Walter van den Broeck

Marc Reynebeau – Brief aan Koning Filip

Sire,

Dat ik u als sire aanspreek, is bij wijze van conventie, omdat ik niet zou weten hoe me anders tot u te richten. Gelukkig hebben we daar een scenario voor, protocol en etiquette, en die vergemakkelijken ons het leven aanzienlijk. Anders moesten we over zulke toestanden eerst nadenken en keuzes maken, en we hebben zo al keuzestress genoeg. Nu hebben we daar een scenario voor en ik plooi me graag naar de conventie. Maar neem dat toch niet te letterlijk. Verwacht dus niet dat ik hier straks buigend achteruit stappend het lokaal zal verlaten, want ik zag daarnet rare bobbels in uw tapijt – ja, het interieur van het paleis moet zich nog plooien naar zijn nieuwe bewoner – en daar zou ik toch niet graag over struikelen.

En van scenario gesproken, tenslotte zijn we hier in een theater, waar we wel eens kunnen improviseren maar dat toch beter niet te veel doen. U weet daar alles van. In uw familie werd en wordt al eens geïmproviseerd en voor je het weet, valt dan een woord verkeerd, belandt een geldsom bij de verkeerde stichting of wordt een pakketje genetisch materiaal bij de verkeerde mevrouw in vertrouwen gegeven.

Dat het al eens misloopt, is wel te begrijpen, want de tekst die u als scenario hebt meegekregen, onze Belgische grondwet dus, is niet altijd even helder. Of liever, hij soms een beetje subtiel. Dat heb je met grote literatuur: de precieze betekenis van de tekst geeft zich niet meteen vrij – alleen op bijsluiters bij geneesmiddelen is dat soort eenduidigheid een verdienste, en daar lukt het ook niet altijd. Het blijft dus vaak een beetje raden naar wat de auteur precies bedoelde met wat hij schreef. Ministers benoemen en ontslaan, dat is uw werk, toch volgens artikel 96, en uw voorvaders in de negentiende eeuw deden dat ook echt, maar u is het geraden om u zich daar vooral niet mee te bemoeien. U weet hoe nauw dat luistert. Of uw genaderecht. Eigenlijk is het uw minister van Justitie die daarover beslist, maar als het Cuwaert de haas is die minister is, laat zij, als er kritiek opsteekt, de storm toch eerst even over uw hoofd uitrazen. Dan is haar naam dus haas, en pas daarna vaart vijf minuten politieke moed in haar. U moet maar denken: het hoort erbij.

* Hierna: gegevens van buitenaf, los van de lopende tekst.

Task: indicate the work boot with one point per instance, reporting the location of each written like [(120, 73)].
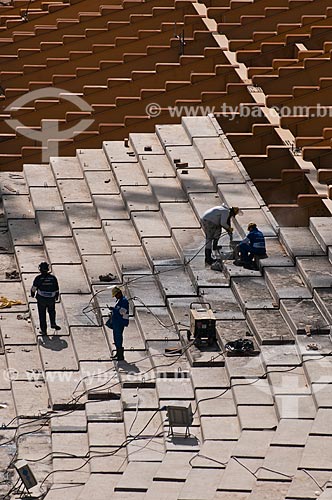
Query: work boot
[(119, 354), (208, 257)]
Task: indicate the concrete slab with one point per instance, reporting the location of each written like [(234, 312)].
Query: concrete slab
[(252, 293), (279, 355), (321, 229), (99, 265), (211, 148), (256, 394), (145, 143), (174, 281), (90, 344), (238, 195), (244, 367), (25, 396), (130, 260), (283, 460), (145, 398), (161, 251), (92, 159), (286, 283), (61, 251), (174, 388), (200, 126), (71, 278), (172, 135), (24, 232), (223, 172), (167, 190), (164, 490), (120, 233), (145, 290), (284, 381), (39, 175), (316, 271), (82, 215), (129, 174), (223, 303), (217, 428), (29, 258), (74, 191), (16, 332), (91, 242), (156, 166), (71, 470), (322, 394), (253, 443), (215, 403), (195, 181), (189, 242), (73, 305), (292, 432), (303, 317), (237, 477), (317, 453), (210, 378), (155, 324), (323, 298), (98, 483), (23, 360), (101, 182), (45, 198), (186, 154), (317, 368), (72, 422), (300, 242), (139, 198), (269, 327), (170, 212), (110, 207), (295, 406), (53, 223), (137, 477), (150, 224), (77, 442), (66, 168), (257, 417), (18, 207), (200, 485)]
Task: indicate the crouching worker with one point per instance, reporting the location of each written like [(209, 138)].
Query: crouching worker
[(252, 245), (213, 221), (45, 287), (119, 320)]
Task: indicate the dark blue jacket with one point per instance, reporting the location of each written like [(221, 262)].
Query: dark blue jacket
[(120, 316), (256, 242)]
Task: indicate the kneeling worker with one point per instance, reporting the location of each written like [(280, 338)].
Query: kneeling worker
[(120, 319), (213, 221), (252, 245), (45, 287)]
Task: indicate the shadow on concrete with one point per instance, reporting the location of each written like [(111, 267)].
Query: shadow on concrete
[(55, 343)]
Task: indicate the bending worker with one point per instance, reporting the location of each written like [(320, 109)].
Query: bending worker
[(120, 319), (45, 287), (253, 244), (213, 220)]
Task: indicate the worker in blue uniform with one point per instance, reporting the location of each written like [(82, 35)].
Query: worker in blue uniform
[(45, 287), (119, 320), (252, 245)]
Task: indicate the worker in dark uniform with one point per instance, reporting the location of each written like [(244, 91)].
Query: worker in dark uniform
[(45, 287), (119, 320), (253, 244)]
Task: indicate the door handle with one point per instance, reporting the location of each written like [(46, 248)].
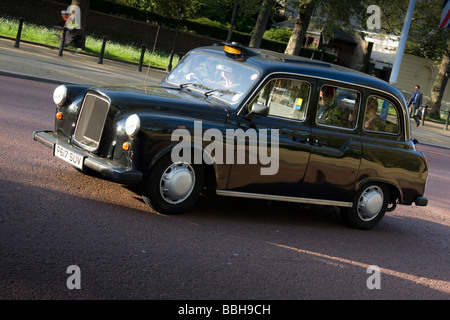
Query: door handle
[(300, 138)]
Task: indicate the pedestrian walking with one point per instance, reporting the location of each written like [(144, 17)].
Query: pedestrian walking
[(414, 105)]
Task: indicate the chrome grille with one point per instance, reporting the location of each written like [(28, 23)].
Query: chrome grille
[(91, 122)]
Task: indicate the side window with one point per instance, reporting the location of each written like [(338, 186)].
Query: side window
[(338, 107), (287, 98), (381, 116)]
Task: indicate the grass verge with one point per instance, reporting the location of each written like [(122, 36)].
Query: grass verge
[(93, 45)]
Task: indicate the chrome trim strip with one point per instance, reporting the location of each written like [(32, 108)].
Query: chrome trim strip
[(238, 194)]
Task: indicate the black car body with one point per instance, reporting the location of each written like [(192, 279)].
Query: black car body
[(248, 123)]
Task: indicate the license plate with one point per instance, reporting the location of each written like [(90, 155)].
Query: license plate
[(69, 156)]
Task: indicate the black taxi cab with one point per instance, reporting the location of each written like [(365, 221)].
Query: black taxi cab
[(249, 123)]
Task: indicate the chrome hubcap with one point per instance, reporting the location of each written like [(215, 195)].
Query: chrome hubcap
[(370, 203), (177, 183)]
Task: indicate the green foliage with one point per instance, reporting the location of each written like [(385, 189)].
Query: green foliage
[(278, 34), (209, 22)]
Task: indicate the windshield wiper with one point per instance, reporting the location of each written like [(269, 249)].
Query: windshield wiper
[(220, 91)]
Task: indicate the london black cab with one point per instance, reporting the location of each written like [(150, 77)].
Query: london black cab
[(247, 123)]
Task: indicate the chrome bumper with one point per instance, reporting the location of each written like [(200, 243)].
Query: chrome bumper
[(104, 166)]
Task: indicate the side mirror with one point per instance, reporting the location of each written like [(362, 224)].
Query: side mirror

En voorts durft de tekst van uw scenario wel eens te veranderen; ze zijn daar nu weer mee bezig in het parlement. Dat doen we geregeld, de grondwet veranderen, en dat komt omdat we nogal eens van mening veranderen. Voortschrijdend inzicht, heet dat, en onze inzichten schrijden met grote passen voort, al is niet altijd even duidelijk in welke richting. Vandaar dat we daar zo lang mee bezig zijn. Ze zullen u via het Staatsblad wel op de hoogte brengen van wat daarbij voor u verandert.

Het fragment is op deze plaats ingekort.